Aktualnie posiadam Tokine 12-24/4, jest to (póki co) moje podstawowe szkło, jednak doszedłem do wniosku, że jest dla mnie za szerokie,
chciałbym coś bardziej uniwersalnego z dłuższym końcem. Światło nie było dla mnie aż tak istotne, w razie czego albo doświetlałem lampą
albo podpinałem jasną 50tke. Stąd pomysł czegoś 'bardziej uniwersalnego'.
Kusi Canon 17-40, bo jest celny i pewny (USM), natomiast światło nie robi mi wielkiej różnicy (wcześniej wspomniana Tokina).
Jednak martwią mnie bardzo podzielone opinie co do jakości obrazka na APS-C ( posiadam 40D ).
Z drugiej strony bardzo chwalony Tamron 17-50 VC, który jak czytam opinie, jest bardzo ostry. Ale to wiadomo jak się trafi.
No i przy okazji jaśniejszy, co fakt faktem, czasem mogło by uprościć życie.
Sęk w tym, że zostawiam sobie 50tke jako jasna stałkę.
W uniwersalnym zoomie, jak już wspomniałem na świetle mi nie zależy. To na czym mi zależy to kolory, kontrast i ostrość. Ogólnie dobry obrazek.
Co do pytań o przeznaczenie, to głównie podróże, czasem jakieś spacery, architektura.

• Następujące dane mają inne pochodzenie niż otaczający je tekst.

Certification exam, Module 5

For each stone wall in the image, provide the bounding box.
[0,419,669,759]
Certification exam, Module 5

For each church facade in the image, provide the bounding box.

Bardzo rzadko ale jednak sport.
Raczej nie robię zdjęć w trudnych warunkach, aczkolwiek chciałbym nie bać się wyciągnąć sprzęt w wietrzny dzień na plaży, czy podczas mżawki w górach.
Który obiektyw bym nie kupił, i tak wyląduje na nim jakiś dobry filtr polaryzacyjny ( nie zamierzam tutaj oszczędzać specjalnie, i chce wydać na niego do 250zł ).
Jednak Gdybym kupował 17-40 w grę wchodzi tylko używka. W przypadku Tamron 17-50 VC, jeśli była by to używka, to najprawdopodobniej w bardzo
bliskiej przyszłości ( miesiąc - dwa ) mógł bym zapełnić lukę na długim końcu - mianowicie używany 70-200/4L.
Uprzedzę niektórych, jeśli kupił bym 17-40, to nie będę w stanie przez najbliższy rok kupić 70-200. Może co najwyżej 70-300 VC USD za pół roku.
Tak samo Canon 17-55/2.8, nie wchodzi w grę bo jest po prostu za drogi.
A co do FF, chciałbym 6D. Ale niestety pewnie przez najbliższe 1.5-2lat będzie to cel nieosiągalny. Wtedy na pewno zakupił bym coś z zakresu 24-70/105.
Odp: Canon 17-40/4L VS Tamron 17-50/2.8 VC
Kup 15-85 jak Ci nie zależy na f i masz po problemie. I ostry , i systemowy i trafia w punkt.
Odp: Canon 17-40/4L VS Tamron 17-50/2.8 VC
To że nie zależy mi na świetle 2.8 ( a zaznaczyłem że niekiedy faktycznie mogło by uprościć sprawę ),
nie znaczy że chce mieć światło 5.6. Fakt jest ono na długim końcu, ale jest ono na długim końcu którego nie potrzebuje,
bo w planach jest 70-200 Canona, ew. 70-300 VC USD Tamrona.
Odp: Canon 17-40/4L VS Tamron 17-50/2.8 VC
A myślałeś nad Sigmą 17-50 2.8 OS ? Kosztuje nówka około 1600zł.
Odp: Canon 17-40/4L VS Tamron 17-50/2.8 VC
W tym wypadku Canon lepszy od Tamrona choćby ze względu na kolory i to prawda niepodważalna :)
Poza tym AF nieco lepszy w Canonie a światło, no cóż coś za coś.